Da allora e per cinquant’anni il signor Leeuwenhoek scrive lettere con le sue osservazioni e scoperte, che vengono pubblicate nei Resoconti della Royal Society e lette in tutto il mondo.
Poteva osservare l’occhio della mosca, composto di oltre mille minuscoli occhi. Scoprì i globuli rossi, le piccole cellule che nel sangue trasportano l’ossigeno, grandi 7-8 millesimi di millimetro. E tanti “piccoli animali” di queste dimensioni, i batteri e i protisti, presenti a milioni in una goccia d’acqua. Disse che “Vivono più animali nello sporco dei miei denti che in un regno. Tutti gli abitanti dei Paesi Bassi sono in numero inferiore agli animali vivi che porto in bocca tutti i giorni”.

ESPERIMENTO

possiamo costruire una versione semplicissima del microscopio di Leeuwenhoek usando una goccia d’acqua invece di una goccia di vetro.

All’opera!

Procuriamoci: la custodia di plastica di un CD. Una goccia d’acqua. Cose da vedere, naturali e artificiali (come foglie e rocce, libri e monete…)

Mettere con attenzione la goccia d’acqua sulla custodia del CD, in modo che formi una cupola semisferica. Fatto! Il microscopio a goccia funziona sia mettendoci l’occhio molto vicino, sia un po’ lontano. Sperimentate anche tenendo gli occhi e gli oggetti a distanze diverse. Provate con gocce di diametri diversi. Anche l’illuminazione è importante. Per questo un oggetto interessante da osservare è un vecchio telefonino.

LO SCHERMO DEL TELEFONINO

Non buttare via i vecchi telefonini! Col microscopio-goccia possiamo studiare com’è fatto lo schermo. Distinguiamo tante piccoli  “pixel” formati da tre lucette colorate, i LED, diodi emettitori di luce. Ci sono led rossi, verdi e blu. Dalla loro combinazione si ottengono i diversi colori, bianco, giallo, eccetera.

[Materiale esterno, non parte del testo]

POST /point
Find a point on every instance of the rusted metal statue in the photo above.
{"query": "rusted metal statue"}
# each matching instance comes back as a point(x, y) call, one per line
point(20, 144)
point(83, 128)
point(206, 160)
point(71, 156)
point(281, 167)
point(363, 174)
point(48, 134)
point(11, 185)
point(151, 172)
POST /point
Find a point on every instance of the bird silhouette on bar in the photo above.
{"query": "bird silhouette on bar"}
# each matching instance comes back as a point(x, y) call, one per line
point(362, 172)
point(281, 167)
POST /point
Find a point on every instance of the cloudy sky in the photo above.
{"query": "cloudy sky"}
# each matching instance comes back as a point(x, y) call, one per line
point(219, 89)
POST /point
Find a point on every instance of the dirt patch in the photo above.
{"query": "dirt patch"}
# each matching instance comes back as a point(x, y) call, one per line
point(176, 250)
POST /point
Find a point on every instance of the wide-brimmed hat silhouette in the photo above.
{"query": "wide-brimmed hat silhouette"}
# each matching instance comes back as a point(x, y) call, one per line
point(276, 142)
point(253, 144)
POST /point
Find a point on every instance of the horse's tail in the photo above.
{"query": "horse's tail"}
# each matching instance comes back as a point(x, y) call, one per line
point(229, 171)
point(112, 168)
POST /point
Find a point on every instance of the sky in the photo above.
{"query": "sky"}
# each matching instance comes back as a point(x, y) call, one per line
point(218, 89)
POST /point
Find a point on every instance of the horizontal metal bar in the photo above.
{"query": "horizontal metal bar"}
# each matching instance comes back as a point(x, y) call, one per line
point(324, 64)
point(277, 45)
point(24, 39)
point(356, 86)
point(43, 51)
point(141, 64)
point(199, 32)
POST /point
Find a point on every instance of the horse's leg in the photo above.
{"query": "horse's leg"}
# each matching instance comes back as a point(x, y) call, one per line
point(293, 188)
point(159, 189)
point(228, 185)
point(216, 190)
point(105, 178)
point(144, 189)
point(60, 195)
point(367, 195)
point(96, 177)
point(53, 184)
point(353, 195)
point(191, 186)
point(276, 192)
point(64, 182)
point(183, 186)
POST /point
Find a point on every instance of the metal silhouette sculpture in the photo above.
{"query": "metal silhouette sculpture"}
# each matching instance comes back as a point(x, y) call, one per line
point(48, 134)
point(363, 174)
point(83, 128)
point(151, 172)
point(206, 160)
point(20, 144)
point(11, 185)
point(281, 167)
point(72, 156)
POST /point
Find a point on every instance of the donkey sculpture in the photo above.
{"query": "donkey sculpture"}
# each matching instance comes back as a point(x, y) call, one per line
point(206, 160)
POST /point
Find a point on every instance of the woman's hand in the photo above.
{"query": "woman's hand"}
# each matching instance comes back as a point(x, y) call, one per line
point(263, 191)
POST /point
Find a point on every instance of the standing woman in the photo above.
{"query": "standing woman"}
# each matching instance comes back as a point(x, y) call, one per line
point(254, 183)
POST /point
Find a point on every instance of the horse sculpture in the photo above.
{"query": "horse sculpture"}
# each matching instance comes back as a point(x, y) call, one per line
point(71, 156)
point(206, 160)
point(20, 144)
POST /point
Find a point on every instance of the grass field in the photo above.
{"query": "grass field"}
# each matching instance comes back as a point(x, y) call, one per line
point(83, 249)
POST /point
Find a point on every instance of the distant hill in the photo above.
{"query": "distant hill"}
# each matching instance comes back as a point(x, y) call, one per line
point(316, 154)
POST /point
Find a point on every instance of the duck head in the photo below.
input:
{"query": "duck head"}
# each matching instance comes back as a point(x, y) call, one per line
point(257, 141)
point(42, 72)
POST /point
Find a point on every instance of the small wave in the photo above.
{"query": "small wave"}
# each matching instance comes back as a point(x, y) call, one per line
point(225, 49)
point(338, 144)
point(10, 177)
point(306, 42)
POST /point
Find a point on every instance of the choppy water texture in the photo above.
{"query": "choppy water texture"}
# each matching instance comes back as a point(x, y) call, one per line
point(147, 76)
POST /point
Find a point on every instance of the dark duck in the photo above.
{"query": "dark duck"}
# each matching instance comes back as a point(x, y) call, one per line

Il led blu fu l’ultimo dei tre led a essere inventato per la produzione di massa. Correva l’anno 1993, e in molti ritenevano che fosse impossibile. Ma il giapponese Shuji Nakamura, che lavorava in un’azienda relativamente piccola – era rimasto l’unico nel reparto di Ricerca e Sviluppo – pensava che il led blu si potesse fare… I manager lo finanziarono. E lui lo fece.

* * *

Articolo pubblicato nella rubrica “Spazzascienza” del mensile Piccolo Missionario nell’ottobre 2012.   Si tratta di una rubrica in cui ricostruiamo esperimenti e apparecchi dalla storia della scienza con materiali di recupero, salvati dalla spazzatura (da qui il titolo spazzascienza).
Per maggiori informazioni su questo argomento si veda “La fisica in una vecchia TV“.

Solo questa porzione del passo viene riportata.